The conditional Q-Q plot shows the enrichment of SNP association with schizophrenia stratified by predicted relative enrichment scores A.) based on LD-weighted Annotation categories, heterozygosity and total LD score and B.) based on LD-weight Annotation categories, heterozygosity, total LD score and SNP association with bipolar disorder. The predicted enrichment scores are equally divided into 10 disjoint intervals or bins (from the least enriched stratum, Bin1, to the most enriched stratum, Bin10). The dashed line indicates the null distribution and dotted line indicates all SNPs, i.e., not stratified. Different colors indicate different intervals of predicted enrichment scores. The leftward shift of the each curve compared to the null line indicates the relative enrichment. SNPs in the MHC region were excluded and then pruned based on the LD structure from the 1000 Genomes European subpopulation at r2 < 0.8.
Fig 3Mean replication z-score and replication rate stratified by enrichment scores.
A.) The observed (solid lines) and predicted (dotted lines) mean z-scores in the replication sample (y axis) were plotted against the z-scores in the discovery sample (x axis). The shrinkage of replication z-scores is differentiated by disjoint intervals of relative enrichment scores. B.) The observed (solid lines) and predicted (dotted lines) replication probabilities were plotted against the negative common logarithm of nominal p values of schizophrenia SNPs in discovery sample (x axis). Colors indicate the 10 disjoint intervals of relative enrichment scores, ranging from the least enriched (Bin1) to the most enriched (Bin10). All data were generated by randomly assigning 26 of the PGC schizophrenia sub-studies as discovery sample and 26 as replication sample (split half). The averaged value over 500 iterations was shown.
Fig 4CM3 improves power of identifying gene loci.
The average empirical cumulative replication rates (y axis) are plotted against the number of SNPs replicating at that rate > 0.5 (x axis), after removing MHC region SNPs and pruning at LD r2 < 0.1. A.) The full PGC sample was used to estimate predicted replication probability (pred repl prob). For each iteration, 26 PGC schizophrenia sub-studies were randomly assigned to the discovery sample, and the rest to the replication sample (split half). The average values over 500 iterations are shown, and B.) Half of the PGC sample (26 sub-studies) was used to estimate the predicted replication probability. For each iteration, 26 PGC schizophrenia sub-studies were randomly assigned to the discovery sample, and the rest to the replication sample (split half). Then, the predicted replication probability was estimated by applying the CM3 method on the discovery sample with 50 iterations. The p values (computed by meta-analysis) of the discovery sample and the predicted replication probabilities (computed by CM3) were used to sort SNPs in replication sample, consist of rest of the sub-studies. The average replication rates across 50 iterations were shown. Colors indicate different sorting criteria (green: sorted by prediction replication probability and blue sorted by nominal p values).

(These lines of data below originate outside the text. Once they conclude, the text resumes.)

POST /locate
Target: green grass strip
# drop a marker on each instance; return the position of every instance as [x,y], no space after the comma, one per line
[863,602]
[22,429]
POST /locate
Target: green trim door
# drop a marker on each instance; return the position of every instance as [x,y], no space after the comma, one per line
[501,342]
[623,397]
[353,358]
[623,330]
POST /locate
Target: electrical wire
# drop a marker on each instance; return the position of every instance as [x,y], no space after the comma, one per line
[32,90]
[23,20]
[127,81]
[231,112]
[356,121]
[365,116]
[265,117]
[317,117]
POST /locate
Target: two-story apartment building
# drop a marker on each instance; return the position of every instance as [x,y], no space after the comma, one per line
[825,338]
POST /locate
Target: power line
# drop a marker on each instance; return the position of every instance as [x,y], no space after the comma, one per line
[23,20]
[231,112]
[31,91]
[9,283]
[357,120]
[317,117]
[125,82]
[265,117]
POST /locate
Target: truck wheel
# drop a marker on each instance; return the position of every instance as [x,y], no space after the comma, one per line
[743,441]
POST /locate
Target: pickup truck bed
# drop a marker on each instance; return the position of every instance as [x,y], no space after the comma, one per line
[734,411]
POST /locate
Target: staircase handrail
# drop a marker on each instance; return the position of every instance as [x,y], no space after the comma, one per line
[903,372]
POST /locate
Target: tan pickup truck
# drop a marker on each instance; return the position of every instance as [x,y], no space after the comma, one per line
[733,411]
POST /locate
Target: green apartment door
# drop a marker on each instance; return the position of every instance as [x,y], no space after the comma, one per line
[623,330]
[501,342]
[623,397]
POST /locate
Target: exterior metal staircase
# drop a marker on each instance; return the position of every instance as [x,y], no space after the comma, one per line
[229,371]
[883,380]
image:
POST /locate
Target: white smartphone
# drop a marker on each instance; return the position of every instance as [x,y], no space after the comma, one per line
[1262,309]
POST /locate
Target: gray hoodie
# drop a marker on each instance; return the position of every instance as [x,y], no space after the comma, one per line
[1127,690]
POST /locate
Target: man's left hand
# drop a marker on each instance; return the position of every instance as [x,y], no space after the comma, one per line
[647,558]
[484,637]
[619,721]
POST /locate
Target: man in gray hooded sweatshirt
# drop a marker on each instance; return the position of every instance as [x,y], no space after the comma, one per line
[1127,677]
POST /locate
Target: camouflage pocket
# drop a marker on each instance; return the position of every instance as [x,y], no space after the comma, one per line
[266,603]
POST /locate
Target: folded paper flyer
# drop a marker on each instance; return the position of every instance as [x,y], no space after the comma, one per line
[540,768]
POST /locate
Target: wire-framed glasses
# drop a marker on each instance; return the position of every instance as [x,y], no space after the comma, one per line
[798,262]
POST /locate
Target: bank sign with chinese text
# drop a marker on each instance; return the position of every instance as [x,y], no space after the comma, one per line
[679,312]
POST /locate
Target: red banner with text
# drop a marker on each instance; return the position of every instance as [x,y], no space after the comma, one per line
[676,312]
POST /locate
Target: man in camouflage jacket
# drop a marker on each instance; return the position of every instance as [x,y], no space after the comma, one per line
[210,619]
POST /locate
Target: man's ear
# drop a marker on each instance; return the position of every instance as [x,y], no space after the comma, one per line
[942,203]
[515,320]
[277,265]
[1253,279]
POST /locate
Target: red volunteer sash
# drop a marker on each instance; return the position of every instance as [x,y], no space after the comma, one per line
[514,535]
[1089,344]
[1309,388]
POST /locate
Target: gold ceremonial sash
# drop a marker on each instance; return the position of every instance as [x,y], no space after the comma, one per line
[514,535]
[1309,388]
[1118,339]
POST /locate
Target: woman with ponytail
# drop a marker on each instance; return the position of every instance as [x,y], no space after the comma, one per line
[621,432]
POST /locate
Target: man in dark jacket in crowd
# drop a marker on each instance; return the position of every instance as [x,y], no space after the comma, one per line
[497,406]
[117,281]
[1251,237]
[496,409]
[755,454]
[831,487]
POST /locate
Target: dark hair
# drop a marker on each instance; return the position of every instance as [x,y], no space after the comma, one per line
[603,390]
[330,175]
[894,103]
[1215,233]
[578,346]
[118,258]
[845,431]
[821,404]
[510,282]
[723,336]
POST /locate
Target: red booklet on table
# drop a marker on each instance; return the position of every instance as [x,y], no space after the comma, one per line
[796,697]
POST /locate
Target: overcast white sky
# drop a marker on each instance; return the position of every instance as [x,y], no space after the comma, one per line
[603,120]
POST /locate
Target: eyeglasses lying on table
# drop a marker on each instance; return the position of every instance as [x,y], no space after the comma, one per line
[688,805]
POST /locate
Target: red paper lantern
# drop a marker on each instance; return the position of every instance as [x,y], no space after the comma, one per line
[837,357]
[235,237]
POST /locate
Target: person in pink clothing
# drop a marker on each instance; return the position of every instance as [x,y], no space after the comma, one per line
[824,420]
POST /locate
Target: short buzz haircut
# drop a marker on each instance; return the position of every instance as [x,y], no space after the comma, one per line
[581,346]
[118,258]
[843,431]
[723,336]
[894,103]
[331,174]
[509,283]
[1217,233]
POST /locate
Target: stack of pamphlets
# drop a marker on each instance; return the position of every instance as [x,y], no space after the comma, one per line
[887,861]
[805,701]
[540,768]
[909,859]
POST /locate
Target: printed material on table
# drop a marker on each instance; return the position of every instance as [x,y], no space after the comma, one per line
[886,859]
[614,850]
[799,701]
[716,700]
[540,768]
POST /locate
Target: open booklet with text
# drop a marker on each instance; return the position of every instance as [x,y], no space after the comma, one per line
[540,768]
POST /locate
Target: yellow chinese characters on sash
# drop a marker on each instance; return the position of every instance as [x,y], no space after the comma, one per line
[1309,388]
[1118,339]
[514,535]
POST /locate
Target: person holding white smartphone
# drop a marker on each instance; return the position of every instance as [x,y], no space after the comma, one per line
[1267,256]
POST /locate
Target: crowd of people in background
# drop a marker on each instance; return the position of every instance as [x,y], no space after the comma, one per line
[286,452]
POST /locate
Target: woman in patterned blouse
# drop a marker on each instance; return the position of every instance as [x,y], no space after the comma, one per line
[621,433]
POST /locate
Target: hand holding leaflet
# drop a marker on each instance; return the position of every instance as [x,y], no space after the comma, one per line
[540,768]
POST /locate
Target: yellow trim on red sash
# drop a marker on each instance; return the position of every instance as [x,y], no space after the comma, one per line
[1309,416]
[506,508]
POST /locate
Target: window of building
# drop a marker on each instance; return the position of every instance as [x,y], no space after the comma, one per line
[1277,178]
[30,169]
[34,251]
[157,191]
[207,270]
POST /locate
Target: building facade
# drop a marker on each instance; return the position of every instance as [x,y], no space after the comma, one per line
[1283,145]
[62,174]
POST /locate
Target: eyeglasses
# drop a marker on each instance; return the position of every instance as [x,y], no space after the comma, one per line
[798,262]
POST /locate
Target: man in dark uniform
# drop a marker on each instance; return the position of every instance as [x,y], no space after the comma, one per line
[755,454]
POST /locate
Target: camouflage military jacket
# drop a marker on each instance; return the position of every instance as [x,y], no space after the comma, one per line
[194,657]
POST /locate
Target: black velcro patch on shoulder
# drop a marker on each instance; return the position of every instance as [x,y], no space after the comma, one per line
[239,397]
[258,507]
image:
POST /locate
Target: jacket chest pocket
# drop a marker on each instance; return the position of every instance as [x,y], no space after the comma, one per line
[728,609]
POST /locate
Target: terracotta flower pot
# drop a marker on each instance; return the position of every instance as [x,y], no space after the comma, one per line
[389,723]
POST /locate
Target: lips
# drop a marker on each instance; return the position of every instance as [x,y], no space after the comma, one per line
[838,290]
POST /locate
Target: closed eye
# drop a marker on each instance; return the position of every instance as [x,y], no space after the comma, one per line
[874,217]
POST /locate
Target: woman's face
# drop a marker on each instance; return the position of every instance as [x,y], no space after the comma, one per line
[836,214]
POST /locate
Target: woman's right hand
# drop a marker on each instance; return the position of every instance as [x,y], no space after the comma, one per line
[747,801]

Fig 5Relative importance of sources for enrichment.
The relative importance of different sources of enrichment (x axis) for explaining SNP association with schizophrenia was measured by the Nagelkerke’s R2. The enrichment sources were: total linkage disequilibrium (TLD); the squared z-scores of SNP association with bipolar disorder (BIP); the LD weighted genomic annotation scores (Annot); and the heterozygosity (H).